The one time I was in St. Louis for a few days in 2006, I met a couple—two retired Black women—who were the grandmothers for all the kids in their neighborhood. I don’t know whether these women had children of their own, but what the children in the neighborhood knew was that their house was a safe space. They could show up there after school to do homework, to watch cartoons on TV in the basement, to get a snack, and to admire the colored glass collection in cabinets in the living room. These children knew they were loved just as they were. That’s another way to wage peace: raise children who know they are loved and accepted.

 

Perhaps you recall that part of the original impetus for founding Mother’s Day was as an antiwar statement. After the Civil War, mothers whose sons had fought—and some been killed—on both sides of the war would gather. They didn’t want any more mothers to lose their sons—or daughters—to war. So they waged peace by refusing to buy into the us-them dichotomy of war.

 

I walked out into the yard at Catherine’s farm, where there is a labyrinth mowed into a large patch of lawn.
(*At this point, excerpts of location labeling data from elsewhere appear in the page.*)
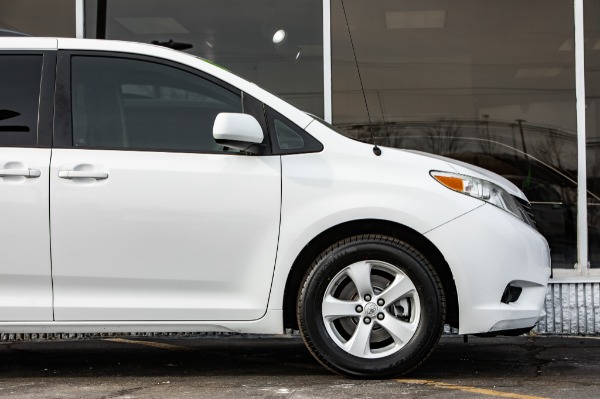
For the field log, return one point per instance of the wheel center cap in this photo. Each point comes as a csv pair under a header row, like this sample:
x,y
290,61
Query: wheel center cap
x,y
371,309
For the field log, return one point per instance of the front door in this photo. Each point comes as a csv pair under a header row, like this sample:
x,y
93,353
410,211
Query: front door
x,y
150,218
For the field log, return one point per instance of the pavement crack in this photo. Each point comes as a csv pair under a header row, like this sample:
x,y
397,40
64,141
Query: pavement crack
x,y
122,392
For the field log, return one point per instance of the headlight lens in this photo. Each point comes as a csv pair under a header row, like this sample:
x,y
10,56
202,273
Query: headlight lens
x,y
480,189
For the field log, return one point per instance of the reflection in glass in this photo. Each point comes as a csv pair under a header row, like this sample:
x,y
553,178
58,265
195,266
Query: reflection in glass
x,y
489,83
276,44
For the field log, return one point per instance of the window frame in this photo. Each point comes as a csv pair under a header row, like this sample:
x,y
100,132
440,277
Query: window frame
x,y
63,127
45,105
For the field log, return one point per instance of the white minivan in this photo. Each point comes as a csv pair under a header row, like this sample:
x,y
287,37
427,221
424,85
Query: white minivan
x,y
144,189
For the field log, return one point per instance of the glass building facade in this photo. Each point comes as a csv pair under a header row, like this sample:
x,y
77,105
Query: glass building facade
x,y
491,83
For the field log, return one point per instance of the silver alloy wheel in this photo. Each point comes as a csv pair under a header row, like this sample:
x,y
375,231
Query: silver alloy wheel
x,y
371,309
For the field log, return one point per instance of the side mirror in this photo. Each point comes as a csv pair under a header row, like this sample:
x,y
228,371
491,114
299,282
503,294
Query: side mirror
x,y
239,131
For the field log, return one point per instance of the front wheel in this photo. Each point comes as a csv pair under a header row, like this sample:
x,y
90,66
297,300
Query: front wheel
x,y
371,306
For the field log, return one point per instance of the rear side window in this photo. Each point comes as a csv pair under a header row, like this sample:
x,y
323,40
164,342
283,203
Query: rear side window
x,y
123,103
20,77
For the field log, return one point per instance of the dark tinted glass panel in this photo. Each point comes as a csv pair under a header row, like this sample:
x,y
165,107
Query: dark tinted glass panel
x,y
19,99
124,103
276,44
592,106
486,82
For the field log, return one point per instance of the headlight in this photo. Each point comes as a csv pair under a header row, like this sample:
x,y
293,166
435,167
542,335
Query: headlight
x,y
480,189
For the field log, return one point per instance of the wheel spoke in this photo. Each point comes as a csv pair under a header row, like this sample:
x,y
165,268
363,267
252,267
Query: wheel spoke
x,y
334,308
359,343
399,288
399,330
360,274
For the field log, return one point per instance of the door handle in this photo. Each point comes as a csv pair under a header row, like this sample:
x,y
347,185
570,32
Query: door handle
x,y
82,174
20,172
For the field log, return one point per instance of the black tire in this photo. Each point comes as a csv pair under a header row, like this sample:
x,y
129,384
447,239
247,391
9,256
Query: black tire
x,y
360,344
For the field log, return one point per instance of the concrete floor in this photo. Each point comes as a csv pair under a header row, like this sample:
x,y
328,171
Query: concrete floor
x,y
232,367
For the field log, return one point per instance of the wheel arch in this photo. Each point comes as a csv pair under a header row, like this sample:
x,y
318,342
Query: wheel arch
x,y
367,226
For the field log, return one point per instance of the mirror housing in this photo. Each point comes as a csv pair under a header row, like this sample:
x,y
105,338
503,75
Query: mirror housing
x,y
239,131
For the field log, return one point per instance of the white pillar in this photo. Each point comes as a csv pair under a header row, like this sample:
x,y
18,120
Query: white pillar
x,y
582,233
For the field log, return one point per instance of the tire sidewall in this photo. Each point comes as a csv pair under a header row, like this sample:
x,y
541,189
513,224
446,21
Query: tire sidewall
x,y
407,260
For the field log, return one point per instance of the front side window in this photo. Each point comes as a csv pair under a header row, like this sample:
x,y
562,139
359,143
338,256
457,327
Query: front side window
x,y
132,104
19,98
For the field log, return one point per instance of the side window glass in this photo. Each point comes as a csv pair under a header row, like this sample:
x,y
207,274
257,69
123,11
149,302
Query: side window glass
x,y
140,105
286,137
290,138
19,99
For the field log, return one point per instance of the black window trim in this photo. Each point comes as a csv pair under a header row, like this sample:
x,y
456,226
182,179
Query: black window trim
x,y
63,132
45,101
311,143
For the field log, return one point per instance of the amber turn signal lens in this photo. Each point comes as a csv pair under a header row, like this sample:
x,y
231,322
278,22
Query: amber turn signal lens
x,y
453,183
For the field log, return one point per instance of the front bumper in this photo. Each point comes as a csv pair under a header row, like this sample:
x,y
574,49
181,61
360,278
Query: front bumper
x,y
487,249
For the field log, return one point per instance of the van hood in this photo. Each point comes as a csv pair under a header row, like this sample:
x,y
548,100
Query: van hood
x,y
475,171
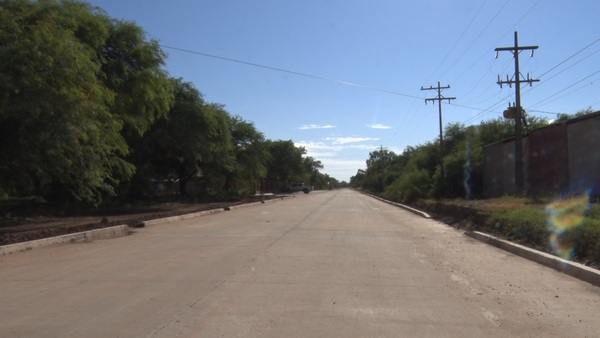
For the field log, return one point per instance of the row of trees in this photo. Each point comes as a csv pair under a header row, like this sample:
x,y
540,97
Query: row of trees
x,y
88,114
416,173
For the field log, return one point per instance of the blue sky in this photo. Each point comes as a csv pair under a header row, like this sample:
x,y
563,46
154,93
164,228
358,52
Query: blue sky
x,y
343,78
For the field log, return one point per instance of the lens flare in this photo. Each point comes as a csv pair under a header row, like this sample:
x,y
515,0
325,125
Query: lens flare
x,y
564,216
Three enormous apple trees surround the labyrinth, and their blossoms hang down over it, dropping petals into the grass as a breeze bobs the branches. So many pollinators are happily sipping the flowers that the trees themselves seem to buzz. Robins, juncos, chickadees, and hummingbirds flit through the leaves or pull worms out of the grass to feed their chicks. Across the outer orchard, sheep have gathered by a gate, wondering if it’s time yet for me to let them into a new pasture, because the grass is indeed greener on the other side. Rhododendron bushes are decked out in red, pink, and white. In one corner of the yard sit a number of plants in pots, waiting for me to get them in the ground so that they can set down roots and thrive in the humus built of composted coffee grounds, egg shells, fruit rinds, and sheep manure.

 

Julian of Norwich had a vision of something the size of a hazelnut sitting in her hand, and a voice saying, “It is all that is made.” I look around the yard and see that we have all come from seeds, and within each of us is the full DNA script to make us what we are. We are stardust; we are air and water and flesh; we are spirit. We are that hazelnut in God’s palm. A mothering God made us. God loves us. And God keeps us, like a mother hen tending her eggs, so that we may grow into our full selves. And we in turn are invited to mother the world, not in some dominion/ domination way of war and conquest, but with the nurturing, nourishing love that says, “Y’all stop trying to kill each other and come and eat.” Amen.